Nada Zeitalini - detikNews
Jumat, 28 Jan 2022 13:25 WIB
Kemnaker
Foto: Kemnaker
Jakarta -

Menteri Ketenagakerjaan (Menaker) Ida Fauziyah menerima kunjungan kehormatan Minister for Agriculture and Northern Australia David Littleproud melalui sambungan video (courtesy call) pada Kamis (27/1). Pertemuan tersebut membahas kerja sama Australian Agriculture Visa (visa khusus bagi pekerja pertanian Australia).

Ida menjelaskan Australian Agriculture Visa adalah inisiatif Pemerintah Australia membuka lapangan pekerjaan di sektor pertanian bagi pekerja Indonesia. Akan tetapi dalam hal ini masih ada yang harus perlu diperhatikan seperti upah, pelindungan sosial, kontrak kerja, cost structure, dan sebagainya.

"Dalam kerja sama di bidang penempatan tenaga kerja, saya sangat menekankan untuk benar-benar memastikan mekanisme pelindungan yang diterapkan kepada pekerja Indonesia, serta manfaat dan keuntungan khususnya bagi pekerja Indonesia," kata Ida dalam keterangan tertulis, Jumat (28/1/2022).

Ida Fauziyah menjelaskan tidak hanya membuka lapangan kerja, ia juga berharap potensi kerja sama ini juga menjadi ruang untuk transfer of knowledge (alih pengetahuan) bagi petani-petani Indonesia. Selain itu, Pemerintah Australia dan Pemerintah Indonesia dapat terus berkoordinasi, agar pembahasan kerja sama ini dapat segera diselesaikan dan diimplementasikan secara konkret, sehingga membuka lapangan kerja yang lebih melindungi dan mengangkat martabat pekerja Indonesia.

"Saya senang sekali mendapat penjelasan langsung dari Pak Menteri mulai bagaimana perlindungannya, pelindungan sosialnya, bagaimana pengupahannya, tadi Pak Menteri sudah menjelaskan.

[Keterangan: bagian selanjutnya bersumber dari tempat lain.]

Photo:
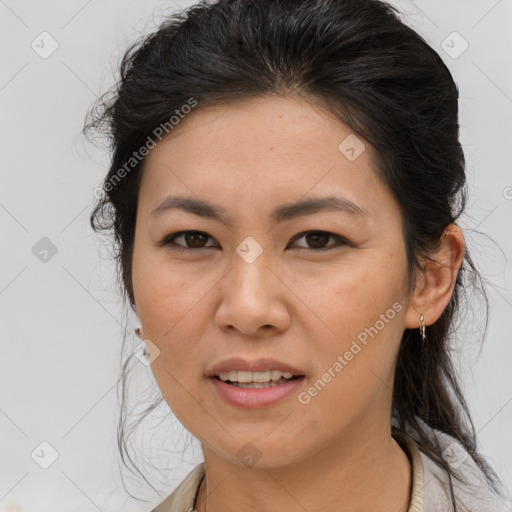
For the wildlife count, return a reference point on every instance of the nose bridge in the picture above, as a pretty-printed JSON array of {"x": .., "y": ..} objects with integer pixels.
[
  {"x": 251, "y": 274},
  {"x": 249, "y": 298}
]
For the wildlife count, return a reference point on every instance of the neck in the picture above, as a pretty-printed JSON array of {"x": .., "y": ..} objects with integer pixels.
[{"x": 373, "y": 474}]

Saya kira ini bisa menjadi bagian pertimbangan bagi kami untuk membahas lebih lanjut terkait Australian Agriculture Visa," katanya.

Menurutnya, Indonesia saat ini sedang mempersiapkan implementasi MoU on Skill Exchange Development dan MoU on Workplace Based Training dalam skema Indonesia-Australia Comprehensive Economics Partnership Agreement (IA-CEPA). Namun implementasinya terhambat akibat adanya pandemi COVID-19.

"Kementerian Ketenagakerjaan juga ingin mengembangkan kompetensi para petani ini, kami memiliki BLK yang spesialis pertanian dan pengolahan hasil pertanian, kami akan kembangkan ini di berbagai provinsi yang ada. Dan senang sekali jika transfer of knowledge petani ini bisa kita bangun dengan Pemerintah Australia," pungkasnya.